Warrants may be exchanged or transferred upon surrender of the warrant to the Warrant Agent, together with a written request for exchange or transfer. Upon any transfer, a new warrant representing an equal aggregate number of warrants will be issued and the old warrant will be cancelled by the Warrant Agent.

Book-entry warrants may be transferred only in whole and warrants bearing a restrictive legend may transferred or exchanged only if the Transfer Agent has received an opinion of counsel stating that such transfer may be made and indicating whether the new warrants must also bear a restrictive legend.

No Rights as a Shareholder

A warrant does not entitle the holder to any of the rights of a shareholder of our company, including, without limitation, the right to receive dividends, the right to vote or the right to receive notice as shareholders in respect of the meetings of shareholders or the election of directors of our company.

Registration Rights

We have granted to certain of our securityholders registration rights pursuant to an Investor Rights and Lock-Up Agreement, dated July 1, 2020, among us and the investors party thereto. Such securityholders are entitled to the following rights with respect to the registration of their ordinary shares for public resale under the Securities Act.
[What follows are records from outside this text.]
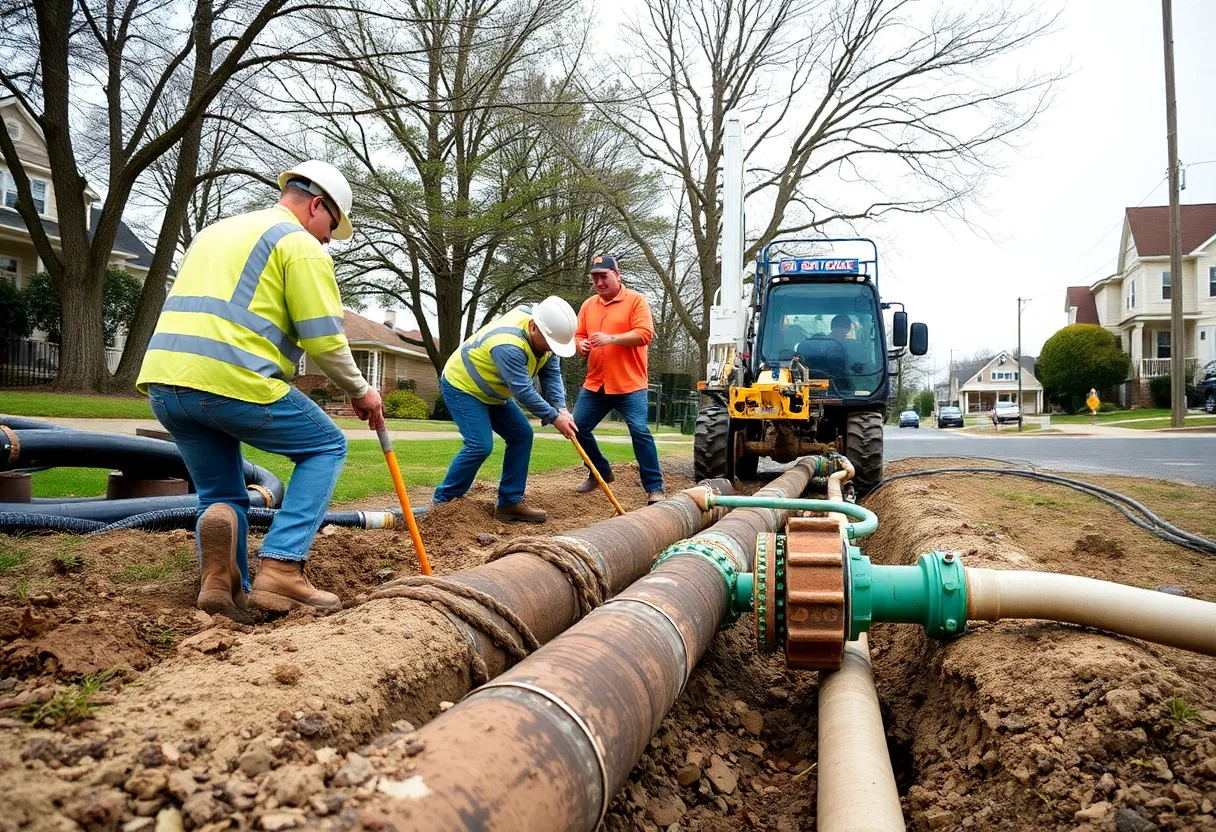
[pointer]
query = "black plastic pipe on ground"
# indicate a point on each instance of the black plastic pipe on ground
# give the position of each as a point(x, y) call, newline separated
point(550, 742)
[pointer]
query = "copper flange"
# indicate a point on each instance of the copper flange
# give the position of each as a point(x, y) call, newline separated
point(815, 594)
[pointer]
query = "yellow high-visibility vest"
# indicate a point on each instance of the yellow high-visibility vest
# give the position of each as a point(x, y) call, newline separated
point(471, 367)
point(253, 294)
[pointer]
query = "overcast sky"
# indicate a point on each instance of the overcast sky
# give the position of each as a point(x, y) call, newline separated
point(1052, 220)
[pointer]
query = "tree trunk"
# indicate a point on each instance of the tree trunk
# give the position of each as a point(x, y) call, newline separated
point(82, 348)
point(175, 215)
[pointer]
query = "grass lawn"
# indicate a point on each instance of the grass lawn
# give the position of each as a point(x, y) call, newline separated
point(74, 405)
point(423, 462)
point(1113, 416)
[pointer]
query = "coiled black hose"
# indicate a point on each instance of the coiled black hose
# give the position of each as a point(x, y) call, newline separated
point(1126, 505)
point(16, 522)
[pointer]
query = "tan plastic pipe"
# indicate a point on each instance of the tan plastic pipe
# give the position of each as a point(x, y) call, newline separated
point(1157, 617)
point(856, 788)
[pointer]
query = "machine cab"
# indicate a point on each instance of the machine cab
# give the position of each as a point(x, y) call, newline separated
point(821, 319)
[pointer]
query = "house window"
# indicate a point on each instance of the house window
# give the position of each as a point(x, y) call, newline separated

Shelf Registration. We are obligated to file and keep effective a shelf registration statement pursuant to Rule 415 under the Securities Act with respect to all securities subject to registration rights, subject to certain exceptions.

Demand Registration. Upon the demand of certain securityholders, we are obligated to effect a resale registration under the Securities Act with respect to all or any portion of their shares subject to registration rights, subject to certain exceptions. Demand registration rights will not be triggered if there is an effective resale shelf registration statement.

Piggyback Registration. In the event that we propose to register any of our securities under the Securities Act, either for our account or for the account of our other securityholders, holders will be entitled to certain piggyback registration rights allowing each to include its shares in the registration, subject to certain marketing and other limitations. As a result, whenever we propose to file a registration statement under the Securities Act, other than with respect to a demand registration, a registration statement on Form S-4, F-4 or S-8 and or a registration of convertible debt securities, these holders will be entitled to notice of the registration and will have the right to include their registrable securities in the registration, subject to certain limitations. Piggyback registration rights will not be triggered if there is an effective resale shelf registration statement, the registration is solely for an offering of securities by us and no other securityholder is entitled to participate in such registration.

Expenses; Indemnification. We must pay all registration expenses in connection with effecting any demand registration, piggyback registration or shelf registration. We are also subject customary indemnification and contribution provisions.

Stock Exchange Listing

Our ordinary shares are listed on Nasdaq under the symbol “IMTX.” Our warrants are listed on Nasdaq under the symbol “IMTXW.”

Transfer Agent

Continental Stock Transfer & Trust Company serves as our agent in New York to maintain our shareholders’ register on behalf of our board of directors and acts as transfer agent and registrar for the ordinary shares.